(copied from my previous comment to myself...)
I figured out a solution to this issue from other resource.
The problem comes from the negative value returned by "state". The original code is as below:
[gradients,loss,state] = dlfeval(@networkGradients,X,gtBox,gtClass,gtMask,dlnet,params);
dlnet.State = state;
Replace the last line (dlnet.State = state;) with the followings to ensure that all values assigned to "dlnet.State" are positive.
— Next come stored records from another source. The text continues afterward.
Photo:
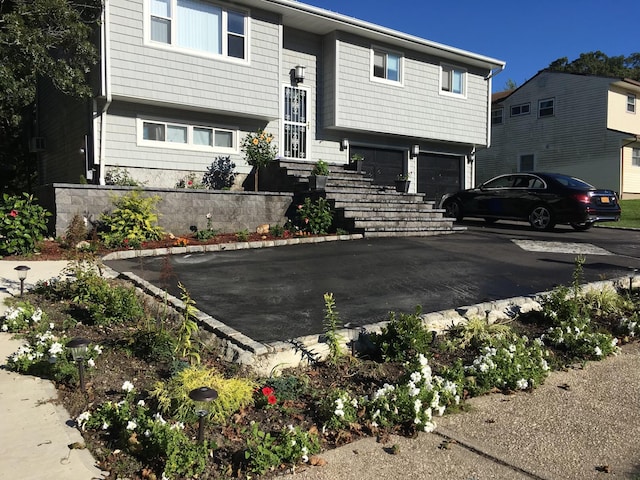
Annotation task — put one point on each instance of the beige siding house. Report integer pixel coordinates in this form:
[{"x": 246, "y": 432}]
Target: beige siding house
[
  {"x": 581, "y": 125},
  {"x": 180, "y": 83}
]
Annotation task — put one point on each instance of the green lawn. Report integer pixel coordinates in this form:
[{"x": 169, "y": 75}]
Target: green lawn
[{"x": 630, "y": 217}]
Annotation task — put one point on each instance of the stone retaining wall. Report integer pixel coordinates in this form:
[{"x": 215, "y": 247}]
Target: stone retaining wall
[{"x": 231, "y": 211}]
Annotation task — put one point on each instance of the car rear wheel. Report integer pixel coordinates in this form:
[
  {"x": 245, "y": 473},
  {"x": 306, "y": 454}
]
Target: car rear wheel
[
  {"x": 581, "y": 227},
  {"x": 541, "y": 218},
  {"x": 453, "y": 209}
]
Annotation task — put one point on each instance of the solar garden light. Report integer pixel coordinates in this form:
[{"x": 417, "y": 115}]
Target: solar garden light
[
  {"x": 202, "y": 395},
  {"x": 22, "y": 270},
  {"x": 78, "y": 347}
]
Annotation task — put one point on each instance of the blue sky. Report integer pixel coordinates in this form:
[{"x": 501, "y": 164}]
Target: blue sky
[{"x": 527, "y": 35}]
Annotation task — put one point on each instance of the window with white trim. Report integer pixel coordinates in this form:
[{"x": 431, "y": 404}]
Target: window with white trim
[
  {"x": 522, "y": 109},
  {"x": 194, "y": 137},
  {"x": 497, "y": 116},
  {"x": 199, "y": 25},
  {"x": 386, "y": 65},
  {"x": 546, "y": 107},
  {"x": 453, "y": 80}
]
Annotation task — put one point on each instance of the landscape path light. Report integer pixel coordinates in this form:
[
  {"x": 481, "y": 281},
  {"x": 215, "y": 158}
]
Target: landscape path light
[
  {"x": 202, "y": 395},
  {"x": 79, "y": 347},
  {"x": 22, "y": 270}
]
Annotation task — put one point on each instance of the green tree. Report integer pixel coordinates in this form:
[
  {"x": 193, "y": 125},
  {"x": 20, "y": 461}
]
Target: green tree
[
  {"x": 598, "y": 63},
  {"x": 48, "y": 40}
]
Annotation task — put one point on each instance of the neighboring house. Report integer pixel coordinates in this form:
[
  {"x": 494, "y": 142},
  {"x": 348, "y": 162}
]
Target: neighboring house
[
  {"x": 581, "y": 125},
  {"x": 181, "y": 82}
]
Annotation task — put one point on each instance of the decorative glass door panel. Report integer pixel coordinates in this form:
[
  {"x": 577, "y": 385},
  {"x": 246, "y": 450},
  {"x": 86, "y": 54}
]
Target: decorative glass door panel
[{"x": 295, "y": 122}]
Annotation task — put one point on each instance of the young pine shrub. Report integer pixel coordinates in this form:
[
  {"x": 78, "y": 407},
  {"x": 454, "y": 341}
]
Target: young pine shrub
[{"x": 173, "y": 396}]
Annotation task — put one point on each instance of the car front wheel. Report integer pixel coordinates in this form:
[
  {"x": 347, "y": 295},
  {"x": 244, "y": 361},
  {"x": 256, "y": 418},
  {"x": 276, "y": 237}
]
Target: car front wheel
[
  {"x": 453, "y": 210},
  {"x": 541, "y": 218},
  {"x": 581, "y": 227}
]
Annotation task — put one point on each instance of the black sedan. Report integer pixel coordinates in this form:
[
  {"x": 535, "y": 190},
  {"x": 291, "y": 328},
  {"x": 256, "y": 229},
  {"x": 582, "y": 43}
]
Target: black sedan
[{"x": 542, "y": 199}]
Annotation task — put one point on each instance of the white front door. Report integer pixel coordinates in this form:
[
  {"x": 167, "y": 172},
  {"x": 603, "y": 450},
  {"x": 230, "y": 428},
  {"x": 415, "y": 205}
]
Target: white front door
[{"x": 295, "y": 122}]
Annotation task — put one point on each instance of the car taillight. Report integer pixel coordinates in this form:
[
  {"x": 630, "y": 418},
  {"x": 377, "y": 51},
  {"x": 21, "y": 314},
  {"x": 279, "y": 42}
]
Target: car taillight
[{"x": 582, "y": 197}]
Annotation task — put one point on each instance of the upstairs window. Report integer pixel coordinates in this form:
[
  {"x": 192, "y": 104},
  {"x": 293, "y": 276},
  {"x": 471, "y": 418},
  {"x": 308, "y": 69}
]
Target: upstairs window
[
  {"x": 453, "y": 80},
  {"x": 199, "y": 25},
  {"x": 546, "y": 107},
  {"x": 522, "y": 109},
  {"x": 497, "y": 116},
  {"x": 386, "y": 65}
]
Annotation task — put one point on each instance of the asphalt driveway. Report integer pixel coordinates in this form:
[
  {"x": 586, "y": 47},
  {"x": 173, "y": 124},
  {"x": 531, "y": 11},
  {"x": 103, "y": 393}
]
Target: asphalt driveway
[{"x": 272, "y": 294}]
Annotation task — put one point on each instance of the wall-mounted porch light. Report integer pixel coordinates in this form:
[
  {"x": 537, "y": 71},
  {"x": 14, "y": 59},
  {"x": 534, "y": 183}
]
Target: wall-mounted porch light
[{"x": 298, "y": 73}]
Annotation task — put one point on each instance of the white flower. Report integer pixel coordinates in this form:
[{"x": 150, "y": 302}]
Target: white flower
[
  {"x": 82, "y": 419},
  {"x": 55, "y": 349}
]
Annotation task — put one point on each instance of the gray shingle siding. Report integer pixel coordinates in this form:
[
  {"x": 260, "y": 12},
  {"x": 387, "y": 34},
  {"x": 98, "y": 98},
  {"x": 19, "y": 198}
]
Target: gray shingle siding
[
  {"x": 575, "y": 140},
  {"x": 191, "y": 80}
]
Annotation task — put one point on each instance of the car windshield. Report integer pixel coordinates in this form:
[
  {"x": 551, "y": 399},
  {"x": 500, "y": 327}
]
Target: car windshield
[{"x": 571, "y": 182}]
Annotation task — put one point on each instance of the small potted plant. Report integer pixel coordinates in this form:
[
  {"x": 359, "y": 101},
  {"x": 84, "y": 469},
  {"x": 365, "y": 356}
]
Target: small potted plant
[
  {"x": 402, "y": 183},
  {"x": 357, "y": 160},
  {"x": 319, "y": 175}
]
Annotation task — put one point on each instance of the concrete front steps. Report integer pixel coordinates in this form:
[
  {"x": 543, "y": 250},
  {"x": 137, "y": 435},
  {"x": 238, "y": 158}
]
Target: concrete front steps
[{"x": 372, "y": 210}]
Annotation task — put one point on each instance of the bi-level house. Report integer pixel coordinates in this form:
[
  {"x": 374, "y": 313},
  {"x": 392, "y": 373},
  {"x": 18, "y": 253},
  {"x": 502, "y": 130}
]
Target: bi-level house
[
  {"x": 582, "y": 125},
  {"x": 183, "y": 81}
]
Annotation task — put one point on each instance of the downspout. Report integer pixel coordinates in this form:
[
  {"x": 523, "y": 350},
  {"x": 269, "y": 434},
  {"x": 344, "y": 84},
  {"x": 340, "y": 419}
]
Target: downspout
[
  {"x": 105, "y": 53},
  {"x": 625, "y": 145},
  {"x": 489, "y": 78}
]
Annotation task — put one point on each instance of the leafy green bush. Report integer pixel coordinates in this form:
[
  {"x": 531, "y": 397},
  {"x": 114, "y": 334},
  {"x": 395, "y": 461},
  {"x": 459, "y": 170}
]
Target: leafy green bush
[
  {"x": 315, "y": 217},
  {"x": 403, "y": 337},
  {"x": 507, "y": 364},
  {"x": 23, "y": 225},
  {"x": 132, "y": 221},
  {"x": 160, "y": 443},
  {"x": 289, "y": 446},
  {"x": 219, "y": 174}
]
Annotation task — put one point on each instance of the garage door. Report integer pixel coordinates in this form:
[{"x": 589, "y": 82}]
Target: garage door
[
  {"x": 438, "y": 174},
  {"x": 383, "y": 166}
]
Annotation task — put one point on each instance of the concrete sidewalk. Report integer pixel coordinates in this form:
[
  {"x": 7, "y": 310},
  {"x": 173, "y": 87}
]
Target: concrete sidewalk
[
  {"x": 581, "y": 424},
  {"x": 35, "y": 432}
]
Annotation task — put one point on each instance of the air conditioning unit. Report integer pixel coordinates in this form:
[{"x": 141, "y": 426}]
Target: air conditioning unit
[{"x": 37, "y": 144}]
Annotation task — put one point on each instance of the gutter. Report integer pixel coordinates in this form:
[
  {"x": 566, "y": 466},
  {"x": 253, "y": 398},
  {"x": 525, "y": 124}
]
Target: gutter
[
  {"x": 489, "y": 79},
  {"x": 105, "y": 89}
]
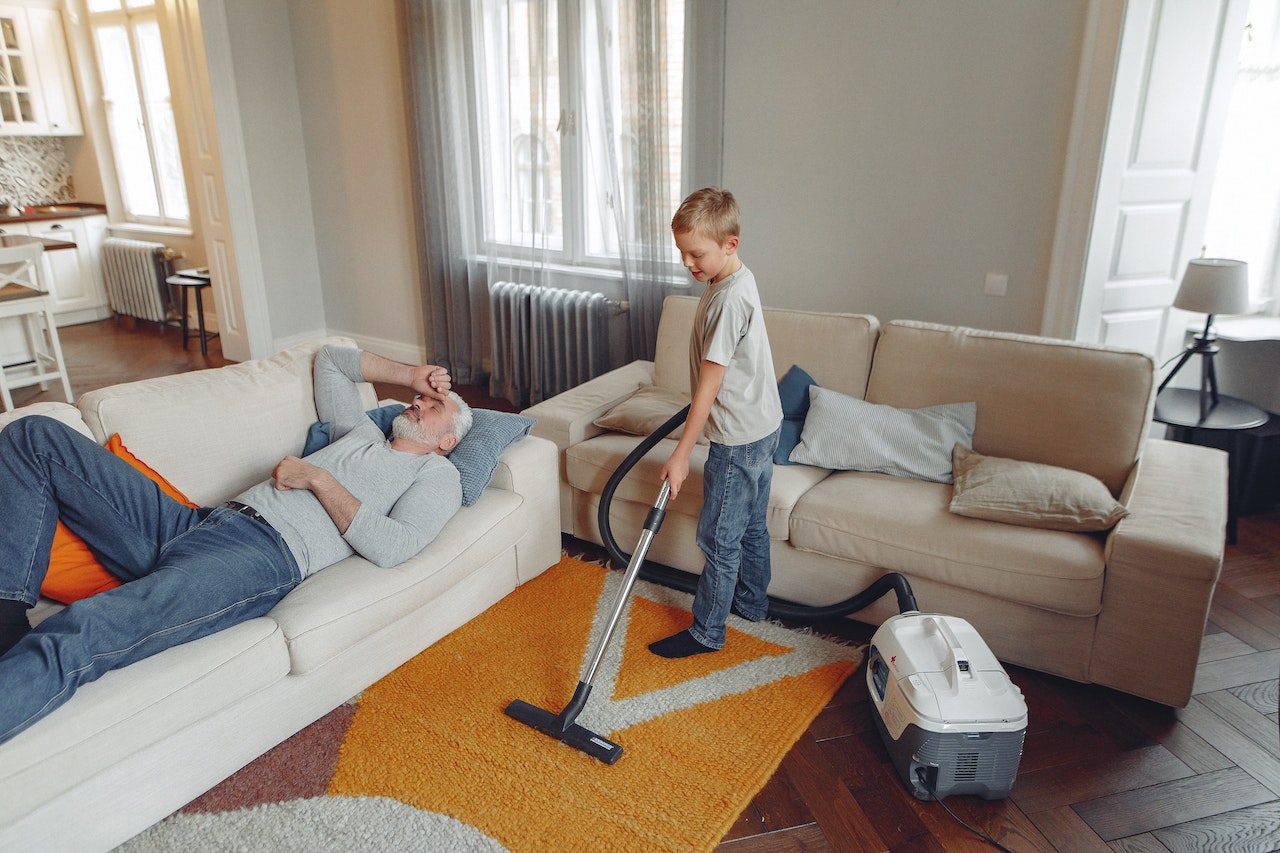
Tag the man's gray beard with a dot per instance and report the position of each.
(403, 428)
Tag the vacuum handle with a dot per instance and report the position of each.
(958, 658)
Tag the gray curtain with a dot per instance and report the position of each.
(625, 137)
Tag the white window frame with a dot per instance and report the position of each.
(572, 254)
(131, 16)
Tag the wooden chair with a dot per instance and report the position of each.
(23, 296)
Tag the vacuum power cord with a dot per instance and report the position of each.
(928, 787)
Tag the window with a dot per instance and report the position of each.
(1244, 209)
(140, 112)
(557, 92)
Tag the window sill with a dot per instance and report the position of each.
(133, 229)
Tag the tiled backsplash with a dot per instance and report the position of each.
(35, 170)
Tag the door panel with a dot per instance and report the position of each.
(1173, 80)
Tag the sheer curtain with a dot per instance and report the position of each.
(552, 141)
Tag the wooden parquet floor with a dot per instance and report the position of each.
(1100, 770)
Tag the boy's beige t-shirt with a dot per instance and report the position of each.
(728, 329)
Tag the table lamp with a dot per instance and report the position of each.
(1210, 286)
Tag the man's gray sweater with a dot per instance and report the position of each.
(405, 498)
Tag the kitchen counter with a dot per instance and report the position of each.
(40, 213)
(23, 240)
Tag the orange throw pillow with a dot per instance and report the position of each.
(74, 573)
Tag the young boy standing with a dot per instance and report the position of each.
(735, 397)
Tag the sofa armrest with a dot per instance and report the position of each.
(528, 468)
(567, 419)
(1162, 562)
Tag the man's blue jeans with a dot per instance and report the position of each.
(188, 571)
(734, 537)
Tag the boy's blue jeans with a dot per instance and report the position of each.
(188, 573)
(734, 537)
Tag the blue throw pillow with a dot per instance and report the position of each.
(794, 391)
(475, 456)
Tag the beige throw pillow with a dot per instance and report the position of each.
(644, 411)
(1031, 495)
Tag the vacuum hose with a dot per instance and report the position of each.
(688, 583)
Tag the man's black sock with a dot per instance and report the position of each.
(13, 623)
(681, 644)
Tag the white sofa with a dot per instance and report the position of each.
(132, 747)
(1124, 609)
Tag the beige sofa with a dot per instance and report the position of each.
(141, 742)
(1124, 609)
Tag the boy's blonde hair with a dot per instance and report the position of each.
(708, 211)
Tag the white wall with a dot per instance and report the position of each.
(352, 101)
(888, 155)
(275, 158)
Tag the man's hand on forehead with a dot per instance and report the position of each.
(432, 381)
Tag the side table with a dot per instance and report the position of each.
(188, 282)
(1179, 409)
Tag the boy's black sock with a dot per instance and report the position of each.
(681, 644)
(13, 623)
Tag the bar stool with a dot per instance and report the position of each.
(199, 284)
(23, 296)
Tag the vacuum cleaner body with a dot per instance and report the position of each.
(949, 715)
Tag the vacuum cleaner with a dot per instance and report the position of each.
(949, 715)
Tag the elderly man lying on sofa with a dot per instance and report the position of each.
(191, 571)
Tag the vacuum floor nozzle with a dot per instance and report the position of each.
(562, 728)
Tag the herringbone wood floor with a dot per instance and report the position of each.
(1100, 771)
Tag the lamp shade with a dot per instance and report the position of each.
(1214, 286)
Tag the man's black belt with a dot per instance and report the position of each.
(243, 509)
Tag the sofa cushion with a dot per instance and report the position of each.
(1033, 495)
(850, 434)
(1041, 400)
(644, 411)
(836, 349)
(64, 413)
(127, 710)
(590, 464)
(179, 423)
(905, 525)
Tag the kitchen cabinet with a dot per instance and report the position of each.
(37, 90)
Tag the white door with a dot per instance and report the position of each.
(1173, 81)
(236, 324)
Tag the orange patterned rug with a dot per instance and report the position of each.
(428, 760)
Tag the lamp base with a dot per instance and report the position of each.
(1203, 345)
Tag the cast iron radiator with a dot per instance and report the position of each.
(135, 272)
(545, 340)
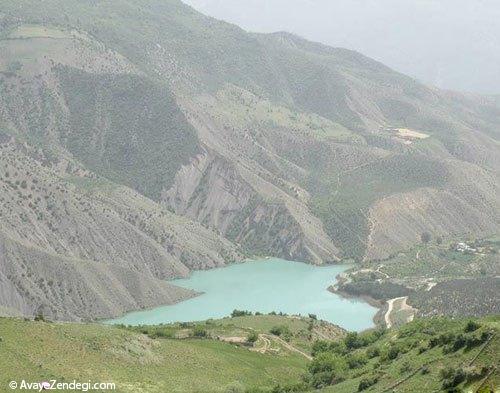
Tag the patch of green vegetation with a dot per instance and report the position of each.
(37, 351)
(243, 109)
(142, 138)
(426, 355)
(343, 201)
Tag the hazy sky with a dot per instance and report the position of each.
(452, 44)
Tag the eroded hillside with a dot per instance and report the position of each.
(131, 115)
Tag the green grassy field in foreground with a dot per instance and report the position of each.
(427, 355)
(37, 351)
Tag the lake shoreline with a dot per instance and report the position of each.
(264, 285)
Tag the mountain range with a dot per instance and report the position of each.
(142, 140)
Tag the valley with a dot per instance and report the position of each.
(266, 286)
(186, 206)
(256, 354)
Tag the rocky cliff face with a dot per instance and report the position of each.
(74, 246)
(147, 140)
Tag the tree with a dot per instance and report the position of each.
(425, 237)
(200, 332)
(252, 337)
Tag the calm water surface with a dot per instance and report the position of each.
(265, 286)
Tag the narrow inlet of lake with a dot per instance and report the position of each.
(265, 286)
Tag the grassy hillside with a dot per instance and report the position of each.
(428, 355)
(135, 362)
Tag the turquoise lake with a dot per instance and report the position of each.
(265, 286)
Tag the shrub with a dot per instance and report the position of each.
(280, 331)
(373, 352)
(425, 237)
(365, 383)
(252, 337)
(240, 313)
(471, 326)
(320, 346)
(200, 332)
(356, 360)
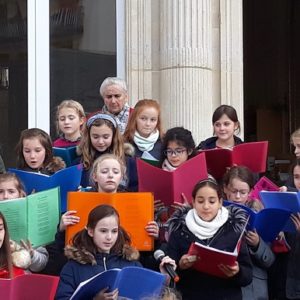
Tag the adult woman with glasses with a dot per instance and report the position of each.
(178, 146)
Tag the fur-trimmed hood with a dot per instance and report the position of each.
(83, 256)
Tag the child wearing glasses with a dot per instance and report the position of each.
(226, 125)
(238, 182)
(178, 146)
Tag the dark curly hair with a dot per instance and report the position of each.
(182, 137)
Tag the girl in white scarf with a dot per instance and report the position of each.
(144, 129)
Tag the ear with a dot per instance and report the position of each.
(221, 202)
(90, 232)
(236, 126)
(82, 119)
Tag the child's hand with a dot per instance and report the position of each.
(282, 188)
(158, 204)
(167, 260)
(187, 261)
(252, 238)
(230, 271)
(27, 245)
(296, 220)
(68, 219)
(102, 295)
(152, 229)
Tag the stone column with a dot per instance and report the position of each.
(186, 65)
(231, 32)
(142, 44)
(188, 55)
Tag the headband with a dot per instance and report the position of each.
(93, 118)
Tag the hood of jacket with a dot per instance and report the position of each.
(83, 256)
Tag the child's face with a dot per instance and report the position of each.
(114, 99)
(105, 233)
(224, 128)
(101, 137)
(207, 203)
(176, 154)
(147, 121)
(108, 175)
(296, 143)
(34, 153)
(296, 175)
(2, 232)
(69, 122)
(237, 191)
(8, 190)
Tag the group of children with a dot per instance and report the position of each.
(109, 166)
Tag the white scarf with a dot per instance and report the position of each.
(146, 144)
(167, 166)
(202, 229)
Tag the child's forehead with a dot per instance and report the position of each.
(296, 141)
(8, 182)
(112, 162)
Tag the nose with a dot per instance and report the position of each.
(205, 205)
(238, 194)
(108, 236)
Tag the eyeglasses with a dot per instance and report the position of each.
(170, 152)
(243, 193)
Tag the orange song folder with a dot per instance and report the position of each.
(29, 287)
(168, 186)
(252, 155)
(135, 210)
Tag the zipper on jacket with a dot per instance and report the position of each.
(104, 263)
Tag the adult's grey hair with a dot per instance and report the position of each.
(113, 81)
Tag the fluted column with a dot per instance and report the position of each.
(188, 54)
(140, 49)
(186, 64)
(231, 32)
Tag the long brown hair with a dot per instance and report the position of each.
(89, 152)
(43, 138)
(139, 107)
(82, 240)
(18, 183)
(5, 253)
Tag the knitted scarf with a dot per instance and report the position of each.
(202, 229)
(167, 166)
(146, 144)
(121, 118)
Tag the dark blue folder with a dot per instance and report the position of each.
(68, 154)
(268, 222)
(132, 282)
(67, 179)
(289, 201)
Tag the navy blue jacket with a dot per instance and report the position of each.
(73, 273)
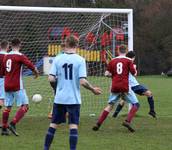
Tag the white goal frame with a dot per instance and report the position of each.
(129, 12)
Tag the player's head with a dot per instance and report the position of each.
(16, 43)
(62, 46)
(122, 49)
(131, 55)
(71, 42)
(5, 45)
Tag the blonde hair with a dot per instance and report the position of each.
(71, 41)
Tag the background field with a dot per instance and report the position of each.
(150, 134)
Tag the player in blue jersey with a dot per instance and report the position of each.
(138, 89)
(54, 84)
(70, 69)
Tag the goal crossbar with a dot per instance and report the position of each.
(60, 9)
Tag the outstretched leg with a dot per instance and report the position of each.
(103, 116)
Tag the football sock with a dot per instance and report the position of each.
(151, 103)
(73, 138)
(5, 116)
(102, 117)
(19, 114)
(132, 112)
(118, 109)
(49, 138)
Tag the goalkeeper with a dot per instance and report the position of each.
(138, 89)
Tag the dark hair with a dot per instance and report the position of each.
(4, 44)
(130, 54)
(71, 41)
(15, 43)
(123, 49)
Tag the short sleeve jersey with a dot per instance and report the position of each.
(2, 54)
(120, 67)
(68, 68)
(12, 69)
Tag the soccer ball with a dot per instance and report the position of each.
(36, 98)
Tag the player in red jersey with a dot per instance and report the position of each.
(14, 90)
(118, 69)
(3, 52)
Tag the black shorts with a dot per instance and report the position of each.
(60, 110)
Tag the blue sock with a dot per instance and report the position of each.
(73, 138)
(151, 103)
(49, 138)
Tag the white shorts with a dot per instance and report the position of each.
(130, 97)
(2, 91)
(19, 97)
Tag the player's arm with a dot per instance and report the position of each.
(30, 65)
(108, 72)
(87, 85)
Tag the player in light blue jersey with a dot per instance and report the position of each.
(70, 69)
(138, 89)
(54, 84)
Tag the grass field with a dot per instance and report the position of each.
(150, 134)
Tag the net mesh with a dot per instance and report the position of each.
(42, 33)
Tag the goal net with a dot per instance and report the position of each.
(42, 30)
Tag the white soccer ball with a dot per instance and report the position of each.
(36, 98)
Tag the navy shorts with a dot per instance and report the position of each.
(139, 89)
(60, 110)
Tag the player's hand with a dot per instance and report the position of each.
(36, 73)
(97, 90)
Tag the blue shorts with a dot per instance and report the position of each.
(130, 97)
(60, 110)
(139, 89)
(2, 91)
(19, 97)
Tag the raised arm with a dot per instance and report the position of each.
(30, 65)
(87, 85)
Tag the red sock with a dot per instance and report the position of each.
(132, 113)
(5, 116)
(19, 114)
(102, 117)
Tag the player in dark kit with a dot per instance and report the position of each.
(14, 90)
(118, 69)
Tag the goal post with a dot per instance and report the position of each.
(43, 29)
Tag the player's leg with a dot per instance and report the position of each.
(9, 100)
(54, 86)
(22, 102)
(112, 100)
(150, 99)
(142, 90)
(5, 117)
(2, 95)
(58, 117)
(74, 114)
(119, 108)
(131, 97)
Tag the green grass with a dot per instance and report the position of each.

idx = dlnet.State.Parameter == "TrainedVariance";
boundAwayFromZero = @(X) max(X, eps('single'));
dlnet.State(idx,:) = dlupdate(boundAwayFromZero, dlnet.State(idx,:));
This will make the code work then.
But then I am now facing another problem. The training process takes so much time (days), probably because the network is really huge. I thought my GPU should be good enough but it turns out that even setting the mini-batch size to 2 requires more memory on GPU than what I have. For now, only cpu is capable of performing such computation.
My GPU is as follows:
Name: 'GeForce GTX 1080'
MaxThreadBlockSize: [1024 1024 64]
MaxGridSize: [2.1475e+09 65535 65535]
Hope this information helps those who want to train their own mask R-CNN on MATLAB.